When visitors learn that The Amazing Explorers Academy utilizes a STEAM-based curriculum in its prekindergarten and daycare programs, the first question they usually ask is, “What is STEAM?”
STEAM is an acronym that stands for “Science, Technology, Engineering, the Arts, and Mathematics”, which form the core around which all of our early childhood education programs are focused. This almost invariably leads to the question, “Wait, aren’t these concepts too advanced for the minds of young children?”
The answer is an unqualified: “No.”
STEAM Is All Around Us
The fact of the matter is that the concepts included in The Amazing Explorers Academy STEAM curriculum are actually part of our everyday life. They don’t necessarily focus on advanced or complicated concepts like architectural design or the technical aspects of how computers work.
Instead, STEAM learning includes things like shapes, filling and emptying containers of different sizes, and combining different colored paints to form new colors.
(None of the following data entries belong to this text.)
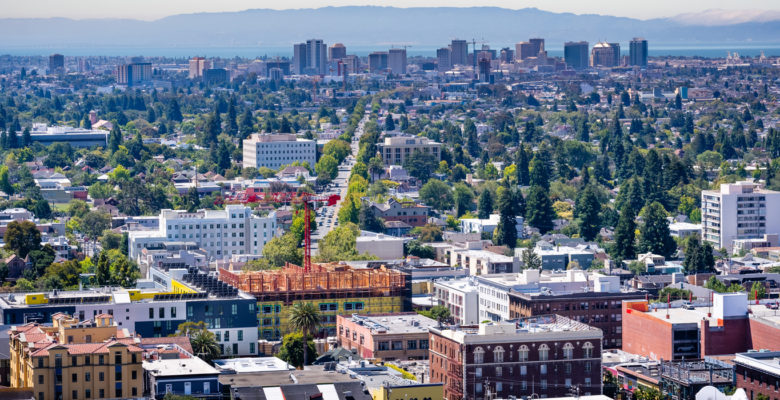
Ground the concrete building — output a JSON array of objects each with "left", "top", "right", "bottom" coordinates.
[
  {"left": 436, "top": 47, "right": 452, "bottom": 72},
  {"left": 10, "top": 313, "right": 143, "bottom": 400},
  {"left": 116, "top": 63, "right": 152, "bottom": 86},
  {"left": 590, "top": 42, "right": 620, "bottom": 67},
  {"left": 387, "top": 49, "right": 406, "bottom": 75},
  {"left": 433, "top": 278, "right": 480, "bottom": 325},
  {"left": 219, "top": 264, "right": 412, "bottom": 340},
  {"left": 430, "top": 315, "right": 602, "bottom": 400},
  {"left": 336, "top": 312, "right": 438, "bottom": 361},
  {"left": 701, "top": 181, "right": 780, "bottom": 251},
  {"left": 128, "top": 205, "right": 277, "bottom": 260},
  {"left": 629, "top": 38, "right": 647, "bottom": 67},
  {"left": 450, "top": 39, "right": 469, "bottom": 67},
  {"left": 563, "top": 42, "right": 589, "bottom": 69},
  {"left": 377, "top": 136, "right": 441, "bottom": 165},
  {"left": 623, "top": 293, "right": 780, "bottom": 360},
  {"left": 189, "top": 57, "right": 211, "bottom": 79},
  {"left": 243, "top": 133, "right": 317, "bottom": 169}
]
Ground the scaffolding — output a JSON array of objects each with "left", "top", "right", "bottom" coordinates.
[{"left": 219, "top": 263, "right": 410, "bottom": 305}]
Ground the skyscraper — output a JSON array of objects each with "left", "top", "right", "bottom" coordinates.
[
  {"left": 629, "top": 38, "right": 647, "bottom": 67},
  {"left": 436, "top": 47, "right": 452, "bottom": 72},
  {"left": 563, "top": 42, "right": 588, "bottom": 69},
  {"left": 49, "top": 54, "right": 65, "bottom": 74},
  {"left": 387, "top": 49, "right": 406, "bottom": 75},
  {"left": 450, "top": 39, "right": 469, "bottom": 66},
  {"left": 590, "top": 42, "right": 620, "bottom": 67},
  {"left": 328, "top": 43, "right": 347, "bottom": 61}
]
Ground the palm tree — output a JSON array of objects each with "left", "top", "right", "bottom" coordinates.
[
  {"left": 289, "top": 303, "right": 320, "bottom": 366},
  {"left": 190, "top": 329, "right": 221, "bottom": 362}
]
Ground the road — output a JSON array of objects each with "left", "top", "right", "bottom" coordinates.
[{"left": 311, "top": 113, "right": 370, "bottom": 255}]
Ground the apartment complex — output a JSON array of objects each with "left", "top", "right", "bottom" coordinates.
[
  {"left": 336, "top": 312, "right": 437, "bottom": 361},
  {"left": 219, "top": 264, "right": 412, "bottom": 340},
  {"left": 701, "top": 181, "right": 780, "bottom": 251},
  {"left": 380, "top": 136, "right": 441, "bottom": 165},
  {"left": 429, "top": 315, "right": 602, "bottom": 400},
  {"left": 243, "top": 133, "right": 317, "bottom": 170},
  {"left": 10, "top": 313, "right": 143, "bottom": 400}
]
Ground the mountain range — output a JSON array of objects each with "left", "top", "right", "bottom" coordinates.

These are lessons that are taught in a fun and interactive way such as building “forts” out of cardboard boxes, or pouring liquids and other materials in and out of containers of different sizes.
Children’s everyday activities require them to use STEAM-based skills even if we don’t always think of them in that way.
Loving to Learn
The Amazing Explorers Academy encourages children to develop a lifelong love of learning even at a very early age. We provide learning opportunities and materials that support discovery and exploration. And all of our STEAM-based learnings are interactive, exploration-based, and highly enjoyable for kids.
Plus, when children share the experience of learning and discovery with other children their own age, it fosters social skills, language development, and building interpersonal relationships that can be sustained throughout their entire lives.
STEAM may sound intimidating at first, but it’s really not. It simply describes the fun, interactive, and discovery-based learning tools we use to help children learn to love learning itself.